Looking at the fact that there is no effective chemical or agricultural practice to control the disease, Mardi has adopted the GM approach to develop rice varieties resistant to the disease.

"We are currently working at the lab and confined field level. Our next step will be to carry out open field evaluation where comprehensive bio safety analysis will be conducted.

"We can see the first GM crop in Malaysia within the next six to eight years. However, it all depends on the success of the trials and the stability of the incorporated gene," she said.


Meanwhile, Mardi's Director of Biotechnology Research Centre Dr Umi Kalsom Abu Bakar said that transgenic papayas with delayed-ripening traits were being developed to enable the fruit to stretch its shelf life and maintain its quality during shipment.

"If we want to export our papaya by air, it is very costly. To reduce post-harvest losses and improve the quality and marketability of papayas, Mardi is developing delayed-ripening papaya to slow down the ripening process to help the exporters.

"The idea of developing papaya with longer shelf life for export has been there for quite some time but we did not have the particular traits then. Now, since we have the traits, we hope to develop them further and commercialise them soon," she said.

Several potential transgenic Eksotika papaya lines with delayed-ripening characteristic have been produced and further confined field trial evaluation is on the way to validate the required trait in the GM papaya.

Dr Umi added that apart from this Mardi has been developing papaya varieties with resistance to dieback disease that destroys papaya plants.

Papaya dieback disease was first reported in 2003 and the disease caused papaya export volumes to plunge from 57,000 tonnes in 2003 to 10,000 tonnes in 2008, and the losses amounted to RM51.5 million.

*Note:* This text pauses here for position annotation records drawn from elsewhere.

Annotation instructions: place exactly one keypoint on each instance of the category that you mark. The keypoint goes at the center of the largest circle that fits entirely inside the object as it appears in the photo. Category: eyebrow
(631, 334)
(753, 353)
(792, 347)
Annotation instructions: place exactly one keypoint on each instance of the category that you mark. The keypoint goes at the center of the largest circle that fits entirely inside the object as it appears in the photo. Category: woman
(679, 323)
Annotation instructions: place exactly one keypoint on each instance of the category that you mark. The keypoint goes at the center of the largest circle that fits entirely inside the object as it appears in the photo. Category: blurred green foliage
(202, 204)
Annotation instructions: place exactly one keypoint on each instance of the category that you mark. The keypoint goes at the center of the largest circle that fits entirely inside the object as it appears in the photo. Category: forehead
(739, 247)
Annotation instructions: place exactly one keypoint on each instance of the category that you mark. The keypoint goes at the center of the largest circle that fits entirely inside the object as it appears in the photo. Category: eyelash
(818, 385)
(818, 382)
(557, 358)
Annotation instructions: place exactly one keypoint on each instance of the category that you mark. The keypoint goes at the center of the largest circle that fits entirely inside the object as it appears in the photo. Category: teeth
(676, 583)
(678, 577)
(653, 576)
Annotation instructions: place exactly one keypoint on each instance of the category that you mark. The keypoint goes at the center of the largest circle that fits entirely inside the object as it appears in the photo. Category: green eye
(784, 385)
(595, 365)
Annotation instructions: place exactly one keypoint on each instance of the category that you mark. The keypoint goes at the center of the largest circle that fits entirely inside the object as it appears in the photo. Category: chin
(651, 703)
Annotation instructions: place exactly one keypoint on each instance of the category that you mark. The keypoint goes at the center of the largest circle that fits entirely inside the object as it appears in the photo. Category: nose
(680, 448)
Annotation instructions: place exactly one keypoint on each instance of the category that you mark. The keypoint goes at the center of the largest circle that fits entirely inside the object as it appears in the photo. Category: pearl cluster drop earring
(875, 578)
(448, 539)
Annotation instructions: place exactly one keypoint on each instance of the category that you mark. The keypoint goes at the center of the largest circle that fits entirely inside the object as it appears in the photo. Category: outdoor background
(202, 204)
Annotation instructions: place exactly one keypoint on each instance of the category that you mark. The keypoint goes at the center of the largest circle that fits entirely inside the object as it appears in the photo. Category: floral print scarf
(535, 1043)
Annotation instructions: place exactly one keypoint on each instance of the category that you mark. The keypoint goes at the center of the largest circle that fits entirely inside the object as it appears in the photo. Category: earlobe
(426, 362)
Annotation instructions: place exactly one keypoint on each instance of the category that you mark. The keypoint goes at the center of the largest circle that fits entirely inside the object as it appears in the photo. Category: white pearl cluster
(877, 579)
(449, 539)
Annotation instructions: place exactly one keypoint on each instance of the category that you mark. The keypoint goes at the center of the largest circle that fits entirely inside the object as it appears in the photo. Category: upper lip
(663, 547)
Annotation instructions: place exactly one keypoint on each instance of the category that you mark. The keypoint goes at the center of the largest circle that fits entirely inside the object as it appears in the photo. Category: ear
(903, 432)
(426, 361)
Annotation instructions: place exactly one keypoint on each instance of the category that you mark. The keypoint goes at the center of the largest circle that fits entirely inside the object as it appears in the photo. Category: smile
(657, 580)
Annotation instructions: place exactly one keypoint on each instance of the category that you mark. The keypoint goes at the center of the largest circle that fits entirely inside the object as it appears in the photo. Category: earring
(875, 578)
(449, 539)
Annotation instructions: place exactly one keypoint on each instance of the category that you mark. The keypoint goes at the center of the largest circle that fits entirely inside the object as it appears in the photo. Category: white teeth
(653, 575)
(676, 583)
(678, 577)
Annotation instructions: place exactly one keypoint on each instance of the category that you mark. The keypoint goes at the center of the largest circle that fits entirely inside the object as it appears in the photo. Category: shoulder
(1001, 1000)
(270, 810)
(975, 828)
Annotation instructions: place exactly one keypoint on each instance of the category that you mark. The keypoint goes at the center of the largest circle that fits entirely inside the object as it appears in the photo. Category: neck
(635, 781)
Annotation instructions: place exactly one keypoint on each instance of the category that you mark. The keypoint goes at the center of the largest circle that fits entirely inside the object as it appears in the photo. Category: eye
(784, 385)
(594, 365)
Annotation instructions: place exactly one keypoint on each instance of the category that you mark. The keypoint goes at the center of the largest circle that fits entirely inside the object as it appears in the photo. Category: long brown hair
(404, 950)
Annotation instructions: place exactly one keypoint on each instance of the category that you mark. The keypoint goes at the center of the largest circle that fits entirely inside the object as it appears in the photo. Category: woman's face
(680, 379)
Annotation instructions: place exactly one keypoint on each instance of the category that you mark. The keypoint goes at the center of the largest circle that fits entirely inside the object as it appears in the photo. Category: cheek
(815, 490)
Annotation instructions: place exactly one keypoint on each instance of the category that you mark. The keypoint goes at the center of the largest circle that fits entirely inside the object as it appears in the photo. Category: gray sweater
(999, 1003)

"Papaya dieback disease is a threat to Malaysia's papaya plantation industry. Our scientists are working hard to identify the resistant gene that can withstand the papaya dieback disease."

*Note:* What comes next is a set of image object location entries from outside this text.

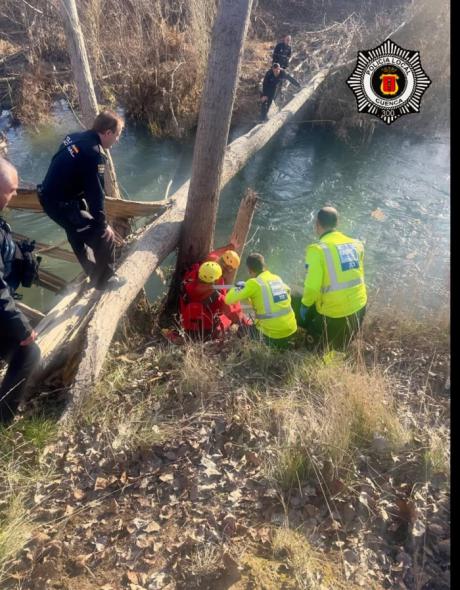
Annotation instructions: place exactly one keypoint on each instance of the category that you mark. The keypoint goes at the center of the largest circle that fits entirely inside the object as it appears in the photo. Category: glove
(303, 311)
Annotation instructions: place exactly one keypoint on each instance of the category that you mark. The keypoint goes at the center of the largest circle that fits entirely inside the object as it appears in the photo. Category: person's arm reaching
(292, 80)
(93, 181)
(11, 319)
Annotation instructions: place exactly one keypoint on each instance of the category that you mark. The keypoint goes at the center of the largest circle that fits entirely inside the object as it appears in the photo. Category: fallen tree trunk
(243, 224)
(48, 250)
(155, 243)
(28, 199)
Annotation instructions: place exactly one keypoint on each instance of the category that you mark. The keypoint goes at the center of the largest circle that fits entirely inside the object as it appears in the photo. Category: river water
(392, 192)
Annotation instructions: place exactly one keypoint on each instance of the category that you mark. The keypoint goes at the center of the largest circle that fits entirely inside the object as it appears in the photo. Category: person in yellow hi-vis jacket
(271, 299)
(334, 297)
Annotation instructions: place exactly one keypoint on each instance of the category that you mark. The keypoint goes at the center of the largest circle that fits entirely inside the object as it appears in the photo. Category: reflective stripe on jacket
(335, 275)
(271, 300)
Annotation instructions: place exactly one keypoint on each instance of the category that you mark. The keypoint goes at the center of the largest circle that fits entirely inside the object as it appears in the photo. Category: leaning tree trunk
(213, 127)
(62, 330)
(86, 95)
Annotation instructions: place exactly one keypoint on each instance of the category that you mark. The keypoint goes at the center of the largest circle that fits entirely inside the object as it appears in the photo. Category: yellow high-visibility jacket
(271, 300)
(335, 275)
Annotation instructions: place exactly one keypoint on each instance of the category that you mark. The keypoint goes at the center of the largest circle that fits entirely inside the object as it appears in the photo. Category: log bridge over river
(75, 335)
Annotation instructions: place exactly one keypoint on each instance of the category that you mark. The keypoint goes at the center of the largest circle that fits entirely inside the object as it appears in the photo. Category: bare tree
(84, 82)
(219, 92)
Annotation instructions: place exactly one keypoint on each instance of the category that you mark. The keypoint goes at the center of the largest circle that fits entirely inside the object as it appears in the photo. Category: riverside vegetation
(149, 57)
(223, 465)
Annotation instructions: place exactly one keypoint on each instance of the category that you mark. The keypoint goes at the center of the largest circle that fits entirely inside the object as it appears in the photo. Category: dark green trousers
(328, 333)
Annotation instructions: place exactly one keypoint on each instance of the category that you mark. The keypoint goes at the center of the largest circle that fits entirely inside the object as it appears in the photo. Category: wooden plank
(51, 281)
(27, 199)
(47, 250)
(31, 314)
(158, 240)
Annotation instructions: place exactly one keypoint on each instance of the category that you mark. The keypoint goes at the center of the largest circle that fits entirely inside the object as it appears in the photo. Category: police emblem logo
(388, 81)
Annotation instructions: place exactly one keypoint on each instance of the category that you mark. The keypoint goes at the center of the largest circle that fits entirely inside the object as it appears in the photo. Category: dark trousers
(265, 106)
(22, 360)
(85, 236)
(254, 334)
(332, 333)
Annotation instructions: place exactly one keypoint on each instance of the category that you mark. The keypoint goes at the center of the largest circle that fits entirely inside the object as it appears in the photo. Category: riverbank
(235, 466)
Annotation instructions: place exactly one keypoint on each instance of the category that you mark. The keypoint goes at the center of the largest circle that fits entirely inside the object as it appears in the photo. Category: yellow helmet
(231, 259)
(209, 272)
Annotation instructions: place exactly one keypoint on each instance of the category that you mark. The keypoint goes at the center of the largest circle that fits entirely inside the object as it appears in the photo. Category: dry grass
(310, 569)
(317, 418)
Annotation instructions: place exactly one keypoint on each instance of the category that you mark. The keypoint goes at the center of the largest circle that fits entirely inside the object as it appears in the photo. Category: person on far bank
(270, 297)
(273, 79)
(334, 297)
(282, 52)
(72, 194)
(17, 338)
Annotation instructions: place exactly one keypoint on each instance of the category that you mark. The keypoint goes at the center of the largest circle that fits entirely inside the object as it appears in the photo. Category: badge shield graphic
(388, 81)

Meanwhile, the Director of PG Economics Limited, Graham Brookes said that GM crops have reduced pesticide use by 438 million kgs and this has decreased the environmental impact associated with herbicide and insecticide use in the area planted with biotech crops by 17.9 per cent.

Brookes, who is also the co-author of the seventh annual report on "Global Impact of Biotech Crops: Economic and Environmental Effects 1996-2010", said GM crop has significantly reduced greenhouse gas emissions from agricultural practices.

In 2010, this was equivalent to removing 19.4 billion kg of carbon dioxide from the atmosphere or removing 8.6 million cars from the road for a year.

"After 16 years of growing and consuming biotechnology crops, there has been no credible and documented evidence of any negative safety, health or environmental impact," he said referring to the scepticism harboured by the opponents of GM crops.

In a nutshell, GM crops could well be the answer for feeding mankind in the future and Malaysia is well aware of the GM crops' vast potential in achieving its food security target.